Buddhika Weerasinghe, a Fukui-based freelance photojournalist from Sri Lanka, came to the event because he is interested in the problems foreign workers face in Japan.
Weerasinghe said he has heard from foreign workers in the city of Fukui — many of them Chinese working in garment factories — that some received salary cuts without explanation and even experienced physical harassment. “I feel foreigners working in Japan are facing a lot of problems.”
While hopeful that improvement will accompany the change in government last September, little progress has been made, Carlet said.
“We want the new government to take this issue very seriously and make serious change,” he said.
The event also featured a live music by musicians from various countries, including Senegalese drum sessions and Ainu dancing from Hokkaido.
A march planned after the gathering, however, was called off because of the chilly rain, organizers said.
Foreigners get nod to skip social insurance
The Immigration Bureau announced Wednesday new guidelines for foreign residents, stating that joining the social insurance system is not a requirement for renewing or changing one’s visa status.
The bureau told The Japan Times on Feb. 1 that it had decided to change the wording of the new guidelines — which were originally drawn up last March and scheduled to take effect April 1 — to ease concerns that those without social insurance would be forced to choose between losing their visa and joining the insurance system.
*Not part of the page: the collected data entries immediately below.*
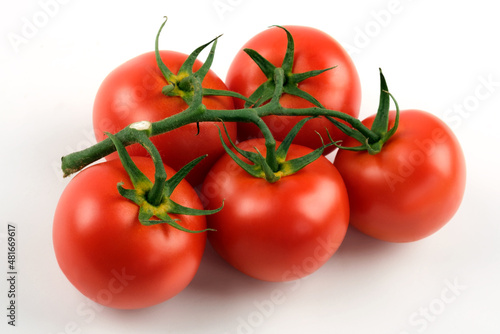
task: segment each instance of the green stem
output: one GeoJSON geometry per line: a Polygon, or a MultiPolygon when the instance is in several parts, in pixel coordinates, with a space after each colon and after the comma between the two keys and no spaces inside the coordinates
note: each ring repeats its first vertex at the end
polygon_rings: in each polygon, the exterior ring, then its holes
{"type": "Polygon", "coordinates": [[[158,149],[148,138],[146,133],[140,132],[140,135],[137,136],[137,140],[139,144],[148,151],[155,165],[155,182],[147,194],[147,201],[153,206],[158,206],[163,200],[163,190],[167,182],[167,172],[165,171],[160,152],[158,152],[158,149]]]}
{"type": "Polygon", "coordinates": [[[336,119],[340,119],[350,124],[353,128],[362,133],[366,138],[370,141],[378,141],[380,140],[380,136],[368,129],[359,119],[354,118],[348,114],[344,114],[339,111],[318,108],[318,107],[310,107],[310,108],[302,108],[302,109],[293,109],[293,108],[285,108],[280,106],[277,109],[272,111],[259,113],[260,117],[277,115],[277,116],[330,116],[336,119]]]}
{"type": "MultiPolygon", "coordinates": [[[[276,107],[275,105],[271,104],[266,104],[258,108],[211,110],[204,109],[203,105],[196,105],[196,103],[194,103],[179,114],[175,114],[161,121],[152,123],[151,136],[166,133],[190,123],[224,121],[252,122],[259,126],[259,128],[263,131],[264,136],[269,137],[269,128],[262,124],[263,122],[261,121],[261,117],[270,115],[331,116],[347,122],[353,128],[365,135],[365,137],[369,138],[370,141],[375,142],[379,140],[378,135],[373,133],[370,129],[366,128],[360,120],[342,112],[318,107],[303,109],[284,108],[281,106],[276,107]]],[[[131,134],[129,127],[126,127],[125,129],[117,132],[116,136],[125,146],[137,142],[135,136],[131,134]]],[[[271,148],[271,146],[273,145],[272,141],[269,140],[268,143],[269,148],[271,148]]],[[[274,143],[274,145],[276,144],[274,143]]],[[[73,173],[76,173],[79,170],[90,165],[91,163],[113,153],[114,151],[116,151],[116,148],[113,145],[113,142],[109,138],[107,138],[84,150],[70,153],[62,157],[61,159],[61,167],[64,176],[66,177],[73,173]]]]}
{"type": "MultiPolygon", "coordinates": [[[[283,70],[278,68],[275,71],[276,79],[282,81],[284,79],[283,70]]],[[[269,127],[264,123],[261,117],[270,115],[288,115],[288,116],[330,116],[343,120],[350,124],[353,128],[358,130],[370,141],[376,142],[380,140],[379,136],[364,126],[361,121],[350,115],[344,114],[340,111],[311,107],[303,109],[293,109],[284,108],[279,103],[279,96],[281,95],[282,85],[276,85],[277,88],[273,94],[271,101],[267,104],[256,108],[244,108],[244,109],[231,109],[231,110],[211,110],[206,109],[202,104],[203,91],[201,87],[201,82],[195,76],[190,77],[193,85],[193,98],[190,106],[181,113],[167,117],[161,121],[151,123],[151,131],[149,136],[156,136],[162,133],[166,133],[177,129],[181,126],[190,123],[199,122],[252,122],[256,124],[262,131],[264,138],[266,140],[267,154],[266,160],[271,167],[271,169],[277,168],[275,162],[276,141],[269,130],[269,127]]],[[[137,143],[137,137],[130,127],[126,127],[123,130],[116,133],[116,137],[123,145],[131,145],[137,143]]],[[[61,167],[64,176],[71,175],[78,172],[89,164],[113,153],[116,151],[116,147],[107,138],[87,149],[82,151],[74,152],[62,157],[61,167]]]]}
{"type": "MultiPolygon", "coordinates": [[[[262,107],[260,109],[261,111],[263,109],[274,110],[280,107],[279,100],[281,95],[283,94],[283,84],[285,81],[285,71],[283,70],[283,68],[277,67],[274,69],[274,80],[276,85],[273,91],[273,96],[269,103],[265,105],[265,107],[262,107]]],[[[259,112],[257,111],[257,113],[259,112]]],[[[256,124],[262,132],[262,135],[264,136],[266,144],[266,162],[273,172],[277,172],[279,169],[279,164],[276,157],[276,140],[274,139],[271,130],[261,117],[262,116],[259,115],[259,120],[256,124]]]]}
{"type": "Polygon", "coordinates": [[[144,188],[147,192],[146,201],[153,206],[158,206],[164,198],[163,193],[165,184],[167,182],[167,173],[165,171],[165,166],[163,165],[163,162],[161,160],[160,152],[158,152],[153,142],[149,139],[151,123],[137,122],[129,125],[128,128],[135,130],[132,132],[135,135],[136,141],[147,150],[147,152],[151,156],[151,159],[153,160],[153,163],[155,165],[155,182],[152,184],[152,186],[151,182],[132,161],[132,158],[127,153],[123,144],[109,133],[108,137],[113,142],[113,145],[115,145],[122,165],[127,171],[130,180],[134,185],[134,188],[144,188]]]}
{"type": "Polygon", "coordinates": [[[273,172],[276,172],[279,167],[278,161],[276,160],[276,140],[274,139],[271,130],[269,129],[269,127],[262,118],[259,117],[259,120],[256,123],[256,125],[259,127],[260,131],[262,132],[262,135],[264,136],[264,141],[266,145],[267,165],[271,168],[273,172]]]}

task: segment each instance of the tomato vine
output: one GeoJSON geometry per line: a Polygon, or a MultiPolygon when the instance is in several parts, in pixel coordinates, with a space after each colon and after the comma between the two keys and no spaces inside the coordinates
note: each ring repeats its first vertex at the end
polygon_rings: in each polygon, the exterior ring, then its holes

The original version of the guidelines said foreign residents must present their health insurance card when reporting changes to or renewing their residential status.
The wording has now been revised to read:”In order to promote signing up for social insurance, we will ask (foreign residents) to present their health insurance card starting April 1. We will not reject renewal or change of visa status for failing to present the card.”
Immigration Bureau official Aiko Oumi said, “We just want to persuade foreigners to join the social insurance, but we heard from many people that the original version sounded like having social insurance is a requirement.”
In some cases, employers [violate the law by not enrolling] their foreign employees [in] the social insurance system to cut costs.